The work programme will be driven by BIS’s first three Innovation Hub centres in Hong Kong, Singapore and Switzerland. Further initiatives will be undertaken by new Innovation Hub centres that are due to begin operations ‘in the coming months’.

Global Government Fintech reported last summer last summer that the Innovation Hub’s geographic footprint was to grow significantly via the establishment of four further centres with the Bank of England, Bank of Canada, European Central Bank/Eurosystem and four Nordic central banks (Danmarks Nationalbank, the Central Bank of Iceland, the Central Bank of Norway and Sveriges Riksbank). BIS also announced a ‘strategic partnership’ with the US Federal Reserve.

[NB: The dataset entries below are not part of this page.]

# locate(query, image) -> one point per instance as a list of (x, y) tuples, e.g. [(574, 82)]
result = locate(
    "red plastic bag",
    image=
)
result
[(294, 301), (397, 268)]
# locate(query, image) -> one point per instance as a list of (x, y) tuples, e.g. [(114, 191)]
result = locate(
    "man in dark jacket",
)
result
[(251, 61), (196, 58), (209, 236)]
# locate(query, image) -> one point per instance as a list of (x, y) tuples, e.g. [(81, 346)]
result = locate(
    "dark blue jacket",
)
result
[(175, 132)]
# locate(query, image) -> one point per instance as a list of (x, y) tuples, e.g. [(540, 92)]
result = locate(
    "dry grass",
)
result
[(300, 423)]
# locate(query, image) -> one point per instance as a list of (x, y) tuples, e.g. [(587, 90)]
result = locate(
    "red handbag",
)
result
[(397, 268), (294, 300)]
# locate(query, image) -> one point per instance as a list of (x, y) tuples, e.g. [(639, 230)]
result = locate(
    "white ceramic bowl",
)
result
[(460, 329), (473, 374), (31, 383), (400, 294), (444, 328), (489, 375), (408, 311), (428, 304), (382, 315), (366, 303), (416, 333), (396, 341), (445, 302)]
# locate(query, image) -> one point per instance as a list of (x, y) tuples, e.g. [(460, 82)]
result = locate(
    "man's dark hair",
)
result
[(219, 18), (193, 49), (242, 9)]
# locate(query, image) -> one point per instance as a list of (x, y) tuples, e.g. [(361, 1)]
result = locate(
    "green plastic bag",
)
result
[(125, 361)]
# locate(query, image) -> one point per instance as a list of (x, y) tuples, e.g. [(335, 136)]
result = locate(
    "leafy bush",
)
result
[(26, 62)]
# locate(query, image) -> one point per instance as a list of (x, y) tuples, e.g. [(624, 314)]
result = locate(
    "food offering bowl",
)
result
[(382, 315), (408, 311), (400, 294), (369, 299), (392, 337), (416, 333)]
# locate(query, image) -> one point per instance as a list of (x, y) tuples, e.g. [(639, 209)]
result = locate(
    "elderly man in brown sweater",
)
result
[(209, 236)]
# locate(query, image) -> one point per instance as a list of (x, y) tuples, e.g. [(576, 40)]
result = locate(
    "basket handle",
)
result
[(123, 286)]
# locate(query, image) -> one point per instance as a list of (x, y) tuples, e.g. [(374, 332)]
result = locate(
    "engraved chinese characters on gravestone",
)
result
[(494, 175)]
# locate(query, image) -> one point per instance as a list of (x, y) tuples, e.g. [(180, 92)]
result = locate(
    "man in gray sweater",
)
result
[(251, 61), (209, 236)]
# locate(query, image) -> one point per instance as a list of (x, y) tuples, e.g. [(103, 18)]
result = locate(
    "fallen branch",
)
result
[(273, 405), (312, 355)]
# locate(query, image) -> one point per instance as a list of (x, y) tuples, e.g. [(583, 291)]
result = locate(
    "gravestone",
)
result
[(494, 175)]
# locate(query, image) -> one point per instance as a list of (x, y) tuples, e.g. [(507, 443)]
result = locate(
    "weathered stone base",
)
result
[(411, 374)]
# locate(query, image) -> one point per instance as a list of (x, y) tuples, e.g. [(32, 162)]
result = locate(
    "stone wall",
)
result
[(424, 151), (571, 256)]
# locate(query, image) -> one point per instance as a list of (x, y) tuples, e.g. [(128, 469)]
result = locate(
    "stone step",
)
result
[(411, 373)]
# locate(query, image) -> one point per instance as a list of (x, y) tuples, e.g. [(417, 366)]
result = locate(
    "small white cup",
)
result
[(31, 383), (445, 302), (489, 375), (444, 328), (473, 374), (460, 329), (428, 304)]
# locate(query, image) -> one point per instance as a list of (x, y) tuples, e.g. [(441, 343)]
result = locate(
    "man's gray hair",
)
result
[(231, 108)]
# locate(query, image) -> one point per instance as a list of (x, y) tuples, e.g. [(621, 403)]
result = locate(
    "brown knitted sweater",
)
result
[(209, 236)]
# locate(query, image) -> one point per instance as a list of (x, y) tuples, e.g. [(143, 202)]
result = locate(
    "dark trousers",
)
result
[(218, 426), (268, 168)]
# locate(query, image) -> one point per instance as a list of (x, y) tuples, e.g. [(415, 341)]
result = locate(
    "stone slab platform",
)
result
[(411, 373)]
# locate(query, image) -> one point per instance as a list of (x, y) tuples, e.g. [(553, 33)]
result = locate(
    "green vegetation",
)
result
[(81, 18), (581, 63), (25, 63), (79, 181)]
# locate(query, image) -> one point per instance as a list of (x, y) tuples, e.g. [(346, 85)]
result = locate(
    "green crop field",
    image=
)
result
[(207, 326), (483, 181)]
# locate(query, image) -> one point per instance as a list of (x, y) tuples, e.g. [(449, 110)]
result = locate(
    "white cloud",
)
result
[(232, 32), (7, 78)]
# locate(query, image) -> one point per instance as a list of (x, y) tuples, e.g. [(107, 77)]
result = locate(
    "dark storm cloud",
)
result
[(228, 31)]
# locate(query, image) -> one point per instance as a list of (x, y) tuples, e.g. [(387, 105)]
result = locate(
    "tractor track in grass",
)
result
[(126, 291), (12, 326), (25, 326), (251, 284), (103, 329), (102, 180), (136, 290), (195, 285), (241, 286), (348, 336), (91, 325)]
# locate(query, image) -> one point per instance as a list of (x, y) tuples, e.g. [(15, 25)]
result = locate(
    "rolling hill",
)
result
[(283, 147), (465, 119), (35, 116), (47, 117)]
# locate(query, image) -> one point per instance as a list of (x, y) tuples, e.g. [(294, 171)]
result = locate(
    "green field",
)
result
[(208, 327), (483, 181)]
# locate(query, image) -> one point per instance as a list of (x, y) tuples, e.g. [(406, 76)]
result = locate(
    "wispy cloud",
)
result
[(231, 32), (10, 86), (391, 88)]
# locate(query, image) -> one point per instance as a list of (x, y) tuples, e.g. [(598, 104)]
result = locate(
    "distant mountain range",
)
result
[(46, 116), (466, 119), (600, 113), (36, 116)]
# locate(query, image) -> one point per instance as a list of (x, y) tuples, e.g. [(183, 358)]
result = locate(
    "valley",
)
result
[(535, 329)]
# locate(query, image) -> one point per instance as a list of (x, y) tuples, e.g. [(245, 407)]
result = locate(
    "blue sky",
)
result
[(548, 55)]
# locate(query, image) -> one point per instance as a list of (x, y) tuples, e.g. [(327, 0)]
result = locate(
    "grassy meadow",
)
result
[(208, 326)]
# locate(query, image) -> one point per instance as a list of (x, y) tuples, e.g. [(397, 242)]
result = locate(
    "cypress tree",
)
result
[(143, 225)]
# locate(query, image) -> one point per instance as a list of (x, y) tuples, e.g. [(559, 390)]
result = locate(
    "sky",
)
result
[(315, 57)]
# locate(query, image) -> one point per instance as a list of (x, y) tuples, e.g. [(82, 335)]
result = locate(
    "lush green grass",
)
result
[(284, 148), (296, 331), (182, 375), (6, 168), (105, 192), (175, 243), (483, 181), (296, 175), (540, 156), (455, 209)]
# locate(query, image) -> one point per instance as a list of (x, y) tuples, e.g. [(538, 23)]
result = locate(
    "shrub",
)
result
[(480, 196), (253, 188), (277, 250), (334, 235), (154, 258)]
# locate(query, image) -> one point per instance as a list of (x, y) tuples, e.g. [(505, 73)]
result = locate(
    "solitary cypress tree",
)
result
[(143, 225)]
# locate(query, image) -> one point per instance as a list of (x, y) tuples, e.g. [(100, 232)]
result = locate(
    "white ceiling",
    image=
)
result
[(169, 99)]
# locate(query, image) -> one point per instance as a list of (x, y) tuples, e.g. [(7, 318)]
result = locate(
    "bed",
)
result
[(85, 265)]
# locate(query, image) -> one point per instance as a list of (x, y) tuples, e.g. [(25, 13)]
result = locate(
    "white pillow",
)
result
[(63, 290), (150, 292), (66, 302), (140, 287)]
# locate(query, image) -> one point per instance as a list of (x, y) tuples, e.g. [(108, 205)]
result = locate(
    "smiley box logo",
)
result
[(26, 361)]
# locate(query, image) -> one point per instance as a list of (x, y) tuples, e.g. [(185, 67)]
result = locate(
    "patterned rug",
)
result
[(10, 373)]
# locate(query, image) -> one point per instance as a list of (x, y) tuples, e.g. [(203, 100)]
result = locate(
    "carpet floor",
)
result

As well as announcing its new work programme, the Innovation Hub has also launched the ‘BIS Innovation Network’ to ‘support Innovation Hub priorities, share knowledge about tech projects and discuss innovative answers to problem statements relevant to central banks’.

Six working groups have been set up by the Innovation Network mirroring the Innovation Hub’s six thematic priorities. Picking up the baton as group chairs are: Bank of Lithuania’s Marius Jurgilas (CBDC); Reserve Bank of Australia’s Susan Slocum (Suptech and Regtech); Central Bank of Brazil’s Aristides Andrade Cavalcante Neto (open finance); Bank of Thailand’s Siritida Ayudhya (next-generation FMIs); Central Bank of Ireland’s Sharon Donnery (green finance); and Bank of Israel’s Tomer Mizrahi (cyber-security).